Diamond Jones helps the homeless because she used to be one of them. Coming to New York from Virginia in her 20s, she lost her housing when she went home to a notice that the apartment was evicting the woman to whom she was paying the rent. In two months she went from staying in the upscale Warwick Hotel, to staying at a roach-ridden hotel with no lock on the door and one bathroom per floor, to sleeping in subway cars and hotel lobbies. "Not to be all spooky-spooky, but nothing but the grace of God brought me out of it," she says.
So now she volunteers to help other New York City homeless-most recently with the New York City Rescue Alliance's five-week effort to engage the homeless on every street in Manhattan. New York may have its share of needy people, but it also has its share of people who are willing to meet the needs of others. For example, I'd like to share with you the stories of the New York City Relief bus and the New York City Rescue Alliance.
The bus is a mobile soup kitchen that starts its day at the Hope Center in Elizabeth, New Jersey, where volunteers cook soup in vats large enough to drown in and then drive in to New York to serve it. On January 23 they parked on Ninth Avenue and 28th Street, next to Chelsea Park; opened up one side of their creaky bus, transforming it into a serving station; stirred hot chocolate with a giant metal paddle; and started to serve the people who already were there waiting for them.
The staff knew the regulars by name. Some of them seemed on their way to work but seemed to have nowhere else they needed to be. So they leaned against the park fence, drinking their hot chocolate, eating their rolls and soup, and coming back for seconds or thirds.
The staff comes from around the world to serve soup and help the homeless find stability and faith. Anne Teppo is Flemish-an English teacher who comes from what she calls a "good girl background" and reads the Bible to volunteers in a chirpy accent. She stayed with NYCR staff when she was traveling the globe and then decided to move across the Atlantic to work for NYCR. Eric Porter, who was an intern at Walt Disney and now lives in New Jersey, said, "I knew I wasn't happy doing what I was doing in Florida, and I knew I was called to serve the poor." Austin Bonds, the director of relief bus outreach, came from a life of drug and alcohol addiction.
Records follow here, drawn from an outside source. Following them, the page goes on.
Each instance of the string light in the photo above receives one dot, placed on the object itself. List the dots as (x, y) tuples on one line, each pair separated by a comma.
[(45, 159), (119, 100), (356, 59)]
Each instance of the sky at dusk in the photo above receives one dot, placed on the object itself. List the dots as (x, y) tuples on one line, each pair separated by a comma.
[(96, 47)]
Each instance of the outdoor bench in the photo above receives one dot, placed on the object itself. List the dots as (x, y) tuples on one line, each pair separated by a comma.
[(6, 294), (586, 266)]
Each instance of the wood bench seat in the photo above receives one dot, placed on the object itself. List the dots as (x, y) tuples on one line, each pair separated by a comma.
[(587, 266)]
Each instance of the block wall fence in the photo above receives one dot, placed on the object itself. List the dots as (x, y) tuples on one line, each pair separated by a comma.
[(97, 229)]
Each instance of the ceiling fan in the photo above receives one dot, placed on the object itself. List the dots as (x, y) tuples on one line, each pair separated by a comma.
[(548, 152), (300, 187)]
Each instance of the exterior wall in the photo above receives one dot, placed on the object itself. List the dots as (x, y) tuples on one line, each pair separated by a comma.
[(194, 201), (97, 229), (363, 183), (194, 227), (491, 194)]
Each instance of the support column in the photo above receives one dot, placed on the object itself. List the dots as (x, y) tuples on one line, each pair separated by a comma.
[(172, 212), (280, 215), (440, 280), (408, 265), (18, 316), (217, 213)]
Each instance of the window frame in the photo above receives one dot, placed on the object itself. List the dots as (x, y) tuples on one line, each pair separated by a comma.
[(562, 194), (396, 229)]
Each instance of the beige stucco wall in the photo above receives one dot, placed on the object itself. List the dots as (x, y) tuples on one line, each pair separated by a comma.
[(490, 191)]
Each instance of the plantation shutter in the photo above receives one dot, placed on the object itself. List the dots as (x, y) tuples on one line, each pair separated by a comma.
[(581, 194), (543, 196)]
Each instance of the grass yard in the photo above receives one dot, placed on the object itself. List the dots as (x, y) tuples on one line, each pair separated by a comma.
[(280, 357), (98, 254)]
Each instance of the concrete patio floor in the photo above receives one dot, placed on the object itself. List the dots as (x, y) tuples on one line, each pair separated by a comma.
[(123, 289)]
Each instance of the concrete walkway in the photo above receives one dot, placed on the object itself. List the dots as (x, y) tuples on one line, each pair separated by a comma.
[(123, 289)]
Bonds helped a guy named Mike, whom he first found in the park clutching a bottle. Bonds said Mike told him, "'Man, I'm drinking. I need to change.' I just looked at him and said, 'Today's the day.'" Now Mike has been clean for 60 days and comes from Queens to Manhattan for his outpatient programs six days a week. Austin said a week earlier Mike told him he was going to give his life to Christ one day: "I said, 'Today's the day for that.'" Mike told me his next goal was to stay clean and get a job: "I believe in Jesus. I believe my life is going to get better. I have faith."
The New York City Rescue Alliance's "Don't Walk By" campaign unites New York City homeless ministries in a five-week outreach to homeless people in Manhattan. They divided borough into five zones and divided each zone into sub-zones. Team captains led 1,379 total volunteers down the streets, engaging 1,279 homeless people in all, bringing 381 to a church for food and to tell them about the long-term programs offered by ministries like the Bowery Mission.
Amy Stabeno works with the city government to help the homeless each day, but she finds the faith-based outreach more personal and intimate. "In bureaucratic organizations, when there's nothing personal it becomes numbers and meeting goals-and those things don't always necessarily really help the population that you're trying to serve," she said. "Whereas when you know them and love them, they're much more likely to really be helped than if they're another number on a sheet."
Team leader and Street Light Mission Chairman Paul Yuschak told me the goal is not just to help the homeless: "While we're out to meet the homeless and to help somebody in need, it's also to get the volunteers' awareness that there is this issue, and get them fired up so maybe they'll go home to their churches and do something and get involved in other organizations. . . . It's to also instill in them that God wants them to do something."